While a war of words broke out between the Congress party and the UP Government, an estimated 1000 buses are said to have been put into action to ferry migrant workers from various regions like Punjab, Haryana and Rajasthan to their home-regions and villages with adherence to guidelines like social distancing. Coming to display an amount of sensitivity after seeing the seemingly unstoppable mass migration, many state governments have directed its authorities to provide as much help as possible. They have been directed by the respective state governments to provide migrants with food and water. District magistrates have been told to look into the process of addressing the pressing needs of the migrants. In a rare feat, Punjab finance minister flagged off 80 (PRTC and PUNBUS) buses to Nanded in Maharashtra to safely retrieve about 3500 sikh pilgrims stranded at the Hazur Sahib gurudwara. Having two drivers per bus, each bus carried 30 passengers as per the social distancing norms laid down by the government. Sanitisation of the buses was resorted to as per the norms laid down as well.
Many states arranged for buses to bring back students stranded at various locations in the country.

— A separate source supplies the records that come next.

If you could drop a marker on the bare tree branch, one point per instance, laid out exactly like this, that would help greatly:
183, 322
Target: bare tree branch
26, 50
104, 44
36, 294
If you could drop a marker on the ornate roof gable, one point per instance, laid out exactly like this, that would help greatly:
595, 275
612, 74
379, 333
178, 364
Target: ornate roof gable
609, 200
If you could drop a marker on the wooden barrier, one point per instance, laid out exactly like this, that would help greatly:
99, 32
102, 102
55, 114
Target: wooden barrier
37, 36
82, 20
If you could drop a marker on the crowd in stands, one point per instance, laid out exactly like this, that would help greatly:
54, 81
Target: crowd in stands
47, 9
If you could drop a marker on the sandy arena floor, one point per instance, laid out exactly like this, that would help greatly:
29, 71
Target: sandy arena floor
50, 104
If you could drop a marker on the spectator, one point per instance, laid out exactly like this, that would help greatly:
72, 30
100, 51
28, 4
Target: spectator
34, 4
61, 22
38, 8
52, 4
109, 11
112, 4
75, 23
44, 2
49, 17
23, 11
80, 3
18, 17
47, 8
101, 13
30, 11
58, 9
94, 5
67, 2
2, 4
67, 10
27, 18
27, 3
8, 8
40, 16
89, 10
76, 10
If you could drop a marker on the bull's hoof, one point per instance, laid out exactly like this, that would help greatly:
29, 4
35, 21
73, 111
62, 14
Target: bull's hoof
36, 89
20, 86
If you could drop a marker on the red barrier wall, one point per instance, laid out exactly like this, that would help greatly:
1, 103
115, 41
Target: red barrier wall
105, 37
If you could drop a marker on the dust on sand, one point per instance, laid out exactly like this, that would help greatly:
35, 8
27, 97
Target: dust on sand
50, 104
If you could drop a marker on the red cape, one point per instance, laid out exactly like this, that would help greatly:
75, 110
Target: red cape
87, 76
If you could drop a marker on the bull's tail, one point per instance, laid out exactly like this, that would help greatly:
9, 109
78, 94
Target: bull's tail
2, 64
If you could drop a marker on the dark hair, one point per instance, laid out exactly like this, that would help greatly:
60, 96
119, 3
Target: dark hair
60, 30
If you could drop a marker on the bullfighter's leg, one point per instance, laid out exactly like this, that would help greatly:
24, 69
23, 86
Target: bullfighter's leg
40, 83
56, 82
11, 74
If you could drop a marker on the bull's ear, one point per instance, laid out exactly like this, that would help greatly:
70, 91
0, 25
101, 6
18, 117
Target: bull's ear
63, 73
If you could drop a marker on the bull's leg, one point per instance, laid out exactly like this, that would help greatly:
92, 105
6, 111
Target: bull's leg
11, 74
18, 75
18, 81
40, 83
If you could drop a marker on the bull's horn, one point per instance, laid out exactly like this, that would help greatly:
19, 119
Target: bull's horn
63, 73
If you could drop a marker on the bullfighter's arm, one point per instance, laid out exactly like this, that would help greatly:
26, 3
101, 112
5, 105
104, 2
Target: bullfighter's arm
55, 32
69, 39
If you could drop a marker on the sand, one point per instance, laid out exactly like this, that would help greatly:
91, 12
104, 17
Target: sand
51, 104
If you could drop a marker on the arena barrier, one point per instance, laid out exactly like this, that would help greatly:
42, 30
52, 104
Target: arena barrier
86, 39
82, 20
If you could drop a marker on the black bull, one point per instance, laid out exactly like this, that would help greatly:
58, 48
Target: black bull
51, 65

Kota in Rajasthan, which has come to be a centre for students attempting civil services exams, saw many buses from various states arriving to fetch their students. Delhi is known to have sent some 40 buses. Some 70 buses are known to have been arranged by Maharashtra. Uttar Pradesh is known to have arranged some 250 buses to Kota. To ferry migrant workers and their families, a number of private buses are known to have plied between Maharashtra, Andhra Pradesh, Telangana and a few other states to places like Uttar Pradesh, Bihar and Jharkhand.
As the fourth phase of the lockdown gets over, many private and public bus operators are looking at restoring their services. While players like SRS Travels of Bangalore has put in place a queue system at its stops to adhere to social distancing guidelines and issued a note for each passenger to ensure health safety when travelling on its buses, most private and public bus operators are known to be chalking plans to ensure strict following of health safety guidelines in the post-lockdown scenario. Attention is on how the situation improves, the Covid-19 drops, and trade and other activities gain force. The good part is, most bus operators are confident of people coming back to them after the lockdown is over to address their travel needs.